A Pathway for Career and Research Growth
For Brown, the HMI Assessment and Evaluation program has been a catalyst for her research trajectory, which is central to her success and advancement in academia. It bolstered her confidence to lead substantive, systems-level projects and reinforced her identity as a scholar committed to improving health equity through education. She sees the program’s influence continuing to shape her career over the coming years: guiding her research questions, informing her approaches to curriculum and assessment reform, and grounding her leadership in a rigorous, systems-based understanding of educational change.
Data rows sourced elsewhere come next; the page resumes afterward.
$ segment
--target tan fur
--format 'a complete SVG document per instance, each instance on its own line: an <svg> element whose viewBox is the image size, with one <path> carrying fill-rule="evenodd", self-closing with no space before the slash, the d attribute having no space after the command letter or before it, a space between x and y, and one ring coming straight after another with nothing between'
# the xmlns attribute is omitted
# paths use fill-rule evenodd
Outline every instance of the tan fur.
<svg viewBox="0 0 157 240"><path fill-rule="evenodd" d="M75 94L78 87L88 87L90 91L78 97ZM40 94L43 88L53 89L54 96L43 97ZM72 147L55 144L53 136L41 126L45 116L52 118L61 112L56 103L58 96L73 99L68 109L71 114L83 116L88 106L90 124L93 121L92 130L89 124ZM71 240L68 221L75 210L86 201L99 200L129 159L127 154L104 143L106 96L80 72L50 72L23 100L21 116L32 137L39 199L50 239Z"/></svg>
Advice to Future Participants
Reflecting on her experience, Ally describes the program as genuinely transformative, intellectually and professionally. Her advice to future participants is straightforward: arrive with an open mind and be prepared for meaningful change. She encourages prospective scholars to fully engage with the learning process, embrace the interdisciplinary community, and be willing to reconsider their assumptions about assessment and evaluation. For those who do, she believes the payoff is substantial: new skills, stronger confidence, and a clearer vision of their role in advancing health professions education.
For Dr. Ally Brown, the Harvard Macy Institute's Assessment and Evaluation program did more than refine her understanding of assessment theory. It connected her passion for equity, systems thinking, and nursing education into a coherent, actionable path—one that is already reshaping curricula, informing research, and preparing future nurses to deliver truly equitable, patient-centered care.